The developed application has several phases:
- A 'startup' phase in which the tools needed to gather the requested information are started
- A 'gathering' phase in which the tools gather information and store these in buffers, this way not too much io activity is introduced. During this phase (duration specified by the user) applications/benchmarks can be executed on the virtual machines.
- A 'stopping' phase in which the gathering tools are stopped and their output is being written to temporary files (unaltered).
- An 'analyzation' phase during which these temporary files are parsed and the required information is extracted from them. This info is written to an overview file that contains all the CPU, disk and cache results in a formatted manner. This phase can be executed on a separate machine to avoid stressing the monitored system.
The amount of overhead that the tool introduces can be obtained by running a CPU benchmark first in an 'idle' state of the system (when our gathering tool is not running) and a second time during the 'gathering' phase of our gathering tool. This overhead is represented by the change in score that the CPU benchmark experiences (which can be expressed in a percentage). To better determine the overhead introduced by our tool we'll run the CPU benchmark several times with different loads on our system (generated using the stress tool). This is necessary because it could be that our tool only introduces overhead when certain events actually occur. The remaining challenge is to find a CPU benchmark that measures how much work the system is still able to perform in a certain amount of time. And one that does this by introducing CPU instructions that match an actual real life CPU load, instead of a purely artificial load that uses CPU cycles (since this load could be subject to a large amount of time specific system properties).
Wikipedia describes the total amount of time (t) required to execute a benchmark as N * C / f where
- N is the number of instructions actually executed. The value of N can be determined exactly by using an instruction set simulator.
- f is the clock frequency (in cycles per second).
- C is the average cycles per instruction (CPI) for this benchmark.

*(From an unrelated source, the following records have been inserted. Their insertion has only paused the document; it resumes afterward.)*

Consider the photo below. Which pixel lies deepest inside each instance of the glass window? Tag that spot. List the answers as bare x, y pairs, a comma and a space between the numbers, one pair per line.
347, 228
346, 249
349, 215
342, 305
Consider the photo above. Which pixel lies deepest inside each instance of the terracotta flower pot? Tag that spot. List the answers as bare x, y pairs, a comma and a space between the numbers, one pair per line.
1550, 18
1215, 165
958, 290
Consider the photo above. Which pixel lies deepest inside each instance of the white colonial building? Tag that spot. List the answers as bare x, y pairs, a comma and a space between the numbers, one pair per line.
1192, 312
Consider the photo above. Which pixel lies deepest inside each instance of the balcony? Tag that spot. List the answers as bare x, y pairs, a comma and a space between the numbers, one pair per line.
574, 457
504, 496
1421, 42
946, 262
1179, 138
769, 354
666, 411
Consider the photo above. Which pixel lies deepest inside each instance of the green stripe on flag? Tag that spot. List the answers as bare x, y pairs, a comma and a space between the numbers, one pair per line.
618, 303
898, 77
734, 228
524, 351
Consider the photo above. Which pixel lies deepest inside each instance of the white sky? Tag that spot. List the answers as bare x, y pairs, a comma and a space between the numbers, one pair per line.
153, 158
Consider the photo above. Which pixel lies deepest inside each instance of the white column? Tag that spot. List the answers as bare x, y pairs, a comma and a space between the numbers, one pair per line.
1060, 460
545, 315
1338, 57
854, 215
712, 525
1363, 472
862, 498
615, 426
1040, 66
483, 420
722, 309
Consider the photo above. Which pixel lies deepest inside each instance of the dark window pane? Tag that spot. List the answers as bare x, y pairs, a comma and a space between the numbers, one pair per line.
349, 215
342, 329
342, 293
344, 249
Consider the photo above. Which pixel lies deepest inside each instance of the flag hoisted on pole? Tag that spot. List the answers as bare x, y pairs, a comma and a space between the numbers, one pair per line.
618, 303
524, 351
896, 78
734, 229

Some great benchmarks do exist, they combine a lot of tools that test the CPU performance, for example by executing different processing intensive tasks: data compression, video compression, artificial intelligence, fluid dynamics, speech recognition, ... These tasks are all included in the SPEC CPU2006 benchmark, which calculates a weighted average of the results of the separate tools (each tool determines the CPU speed using a different kind of load) and determines a total score that is not just influenced by certain characteristics of your system, but gives a rather objective view on its performance. So, this score can be used to compare different systems as well. Another example of such a benchmark is MultiBench by EEMBC. But since these standard benchmarks are rather expensive (an academic license for SPEC CPU2006 costs 200 US dollars), we had a look at some freely available benchmarking tools. Most of them however do not support multicore CPU benchmarking e.g. CoreMark by EEMBC, SuperPi, HINT, ... We however found a widely used benchmarking tool called LinPack that does support multicore processors and determines the MFLOPS the system is able to achieve.
Linpack (optimized for Intel processors) can be downloaded here, while lapack (linear algebra package) can be found here. These tools were originally written in Fortran, but C versions are available as well. The linpack benchmark measures how fast a computer solves a dense N by N system of linear equations Ax = b. The solution is obtained by Gaussian elimination with partial pivoting. The following average was obtained when running this benchmark on my 'idle' system: 10.2949 GFLOPS (the whole output file can be found here). Running the same benchmark on my 'stressed' system (when a load was generated using the stress tool command: stress --cpu 1 --hdd 1 --vm 1 --vm-bytes 64M), gave an average of 8.6983 GFLOPS. The full output file of this benchmark run can be found here.
The next step will be to write a Python program that executes this benchmark and then starts our gathering tool and executes the benchmark again during its 'gathering' phase.